Because of the financial and other implications of “quality programs” or “quality accreditation”, such decisions should never be taken lightly nor should it ever be assumed that the pursuit of quality is a “given” in any situation.
It is not suggested however, that companies should be content with shoddy products or processes, but that quality programs have implications and those implications may impact significantly on the organisation’s ability to deliver what it is really there to do - i.e. satisfy shareholder objectives.
Thirdly, having or adhering to a quality program is not a guarantee of success. TQM and other quality programs generally concentrate on the processes within a corporation, on the premise that if all the processes are effective, efficient and of quality; then the outcomes that those processes produce will be of quality.

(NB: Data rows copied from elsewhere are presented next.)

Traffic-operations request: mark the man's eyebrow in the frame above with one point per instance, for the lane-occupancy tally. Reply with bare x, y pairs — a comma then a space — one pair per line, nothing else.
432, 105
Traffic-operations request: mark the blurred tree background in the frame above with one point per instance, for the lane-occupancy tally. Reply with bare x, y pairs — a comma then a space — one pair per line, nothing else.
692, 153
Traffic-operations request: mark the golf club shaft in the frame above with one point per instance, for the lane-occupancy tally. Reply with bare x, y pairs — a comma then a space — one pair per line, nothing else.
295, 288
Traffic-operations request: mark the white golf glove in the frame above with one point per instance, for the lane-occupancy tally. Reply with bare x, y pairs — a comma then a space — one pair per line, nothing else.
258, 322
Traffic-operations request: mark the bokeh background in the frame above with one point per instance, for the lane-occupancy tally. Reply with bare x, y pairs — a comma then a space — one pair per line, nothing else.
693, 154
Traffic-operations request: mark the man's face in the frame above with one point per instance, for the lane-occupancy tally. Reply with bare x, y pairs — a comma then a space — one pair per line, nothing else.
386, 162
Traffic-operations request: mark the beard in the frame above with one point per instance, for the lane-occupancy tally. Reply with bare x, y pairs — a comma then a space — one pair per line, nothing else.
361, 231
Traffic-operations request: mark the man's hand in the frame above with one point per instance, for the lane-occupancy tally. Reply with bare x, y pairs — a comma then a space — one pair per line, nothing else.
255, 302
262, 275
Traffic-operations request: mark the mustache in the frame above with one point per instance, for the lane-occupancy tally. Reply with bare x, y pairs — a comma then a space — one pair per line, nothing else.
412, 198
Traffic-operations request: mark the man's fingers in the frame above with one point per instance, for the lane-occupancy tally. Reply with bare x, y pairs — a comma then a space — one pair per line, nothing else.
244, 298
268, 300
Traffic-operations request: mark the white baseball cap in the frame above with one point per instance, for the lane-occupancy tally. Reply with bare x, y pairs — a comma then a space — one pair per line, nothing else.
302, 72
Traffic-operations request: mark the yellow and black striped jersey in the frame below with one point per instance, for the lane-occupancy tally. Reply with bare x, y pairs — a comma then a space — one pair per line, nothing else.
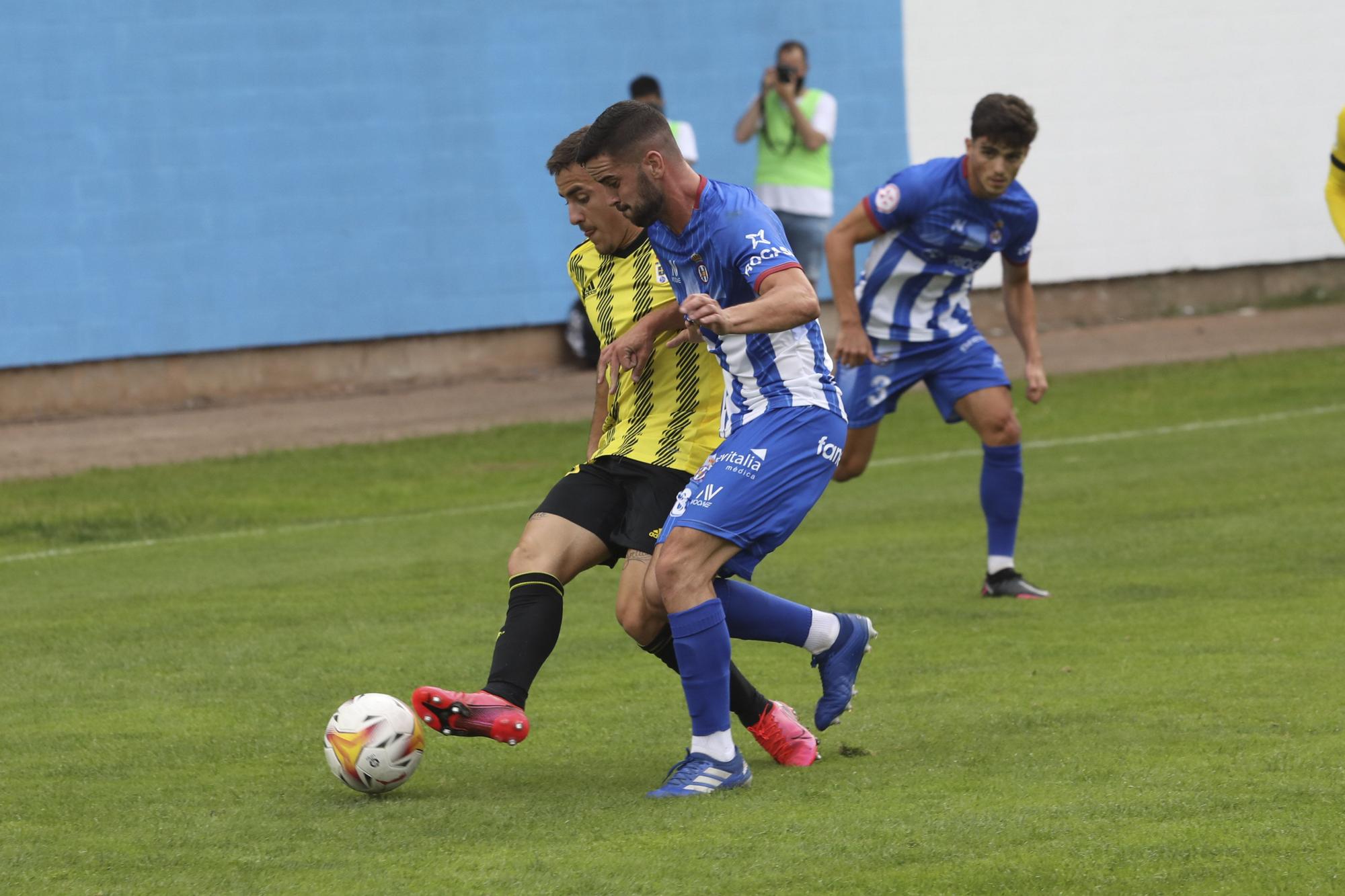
672, 416
1336, 178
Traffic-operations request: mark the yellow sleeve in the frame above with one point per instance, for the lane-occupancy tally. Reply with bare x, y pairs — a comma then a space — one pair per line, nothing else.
1336, 179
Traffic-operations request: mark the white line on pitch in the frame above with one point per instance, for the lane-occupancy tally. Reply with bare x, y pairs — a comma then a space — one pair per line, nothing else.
516, 505
1126, 434
271, 530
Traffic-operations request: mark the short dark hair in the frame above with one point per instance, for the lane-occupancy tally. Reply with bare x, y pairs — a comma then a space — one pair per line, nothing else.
645, 87
626, 130
567, 153
1004, 119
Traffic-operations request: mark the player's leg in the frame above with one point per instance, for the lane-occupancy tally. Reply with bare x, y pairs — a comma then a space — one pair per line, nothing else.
684, 567
973, 386
560, 541
859, 451
743, 503
773, 723
870, 392
652, 491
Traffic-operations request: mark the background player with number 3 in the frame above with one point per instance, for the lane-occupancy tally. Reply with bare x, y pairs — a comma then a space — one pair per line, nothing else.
907, 319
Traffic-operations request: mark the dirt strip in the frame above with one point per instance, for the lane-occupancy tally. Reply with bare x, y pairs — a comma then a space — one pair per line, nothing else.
49, 448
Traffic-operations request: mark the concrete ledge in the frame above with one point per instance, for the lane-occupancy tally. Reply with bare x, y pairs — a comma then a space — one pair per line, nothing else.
260, 374
393, 365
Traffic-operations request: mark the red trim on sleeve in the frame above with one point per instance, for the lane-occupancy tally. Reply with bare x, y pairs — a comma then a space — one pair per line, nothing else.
757, 284
874, 218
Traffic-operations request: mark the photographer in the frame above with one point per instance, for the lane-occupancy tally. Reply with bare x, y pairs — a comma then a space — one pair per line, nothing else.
794, 126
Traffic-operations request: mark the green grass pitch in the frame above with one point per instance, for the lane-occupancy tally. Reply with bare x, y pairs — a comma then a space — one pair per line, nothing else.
1171, 721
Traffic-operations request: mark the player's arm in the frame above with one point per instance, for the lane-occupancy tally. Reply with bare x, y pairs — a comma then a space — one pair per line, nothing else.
1022, 310
601, 417
853, 346
786, 300
633, 349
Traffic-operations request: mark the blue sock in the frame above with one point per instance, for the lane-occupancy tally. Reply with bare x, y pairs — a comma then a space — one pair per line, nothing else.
757, 615
1001, 495
701, 641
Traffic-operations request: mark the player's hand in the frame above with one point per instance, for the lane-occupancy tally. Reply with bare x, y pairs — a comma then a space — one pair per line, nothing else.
629, 352
1038, 384
855, 348
691, 333
707, 313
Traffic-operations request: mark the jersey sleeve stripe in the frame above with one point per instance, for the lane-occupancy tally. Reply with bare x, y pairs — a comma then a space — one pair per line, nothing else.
874, 218
757, 284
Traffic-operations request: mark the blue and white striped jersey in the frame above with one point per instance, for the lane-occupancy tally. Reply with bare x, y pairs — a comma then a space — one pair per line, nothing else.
937, 235
731, 244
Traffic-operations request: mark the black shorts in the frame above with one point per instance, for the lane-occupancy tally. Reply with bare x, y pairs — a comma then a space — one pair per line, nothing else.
622, 501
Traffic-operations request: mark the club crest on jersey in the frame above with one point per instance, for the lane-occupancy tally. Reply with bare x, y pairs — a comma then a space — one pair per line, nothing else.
886, 201
705, 469
758, 239
701, 271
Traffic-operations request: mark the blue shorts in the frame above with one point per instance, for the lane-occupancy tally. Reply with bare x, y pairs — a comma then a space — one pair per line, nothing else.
950, 368
757, 487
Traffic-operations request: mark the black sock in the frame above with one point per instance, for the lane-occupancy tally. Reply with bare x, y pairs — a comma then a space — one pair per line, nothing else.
746, 701
528, 637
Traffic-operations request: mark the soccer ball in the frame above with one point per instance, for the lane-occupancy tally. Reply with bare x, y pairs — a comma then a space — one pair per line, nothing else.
373, 743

The unfortunate reality is that an organisation may have superlative quality processes, but still produce a poor product that no-one wants. “Quality” is not a substitute for thinking. Many corporations who have been quality accredited are still not performing against other criteria. Often the cause of this incongruence is that too much faith is placed in the “quality process” as a cure-all, while the basics of running a business are down-played or over-looked.
Although it is never the intention to promote mediocrity over excellence, it must be said that many corporations satisfy their shareholders by providing the market with what it wants; and what it wants may be “less” than what can be achieved.
From a product perspective, enough “quality” should be build into a product or service to create the necessary sales that will create the necessary and desired benefits to satisfy its owners. Note that the concept of maximisation of quality is not present here.
From an organisational perspective, only sufficient investment in “quality” is needed that will create the necessary processes, environment and outcomes to enable the organisation to satisfy its owners in the timeframes that they consider important. Over this level, any investment in the pursuit of quality is at the expense of shareholders.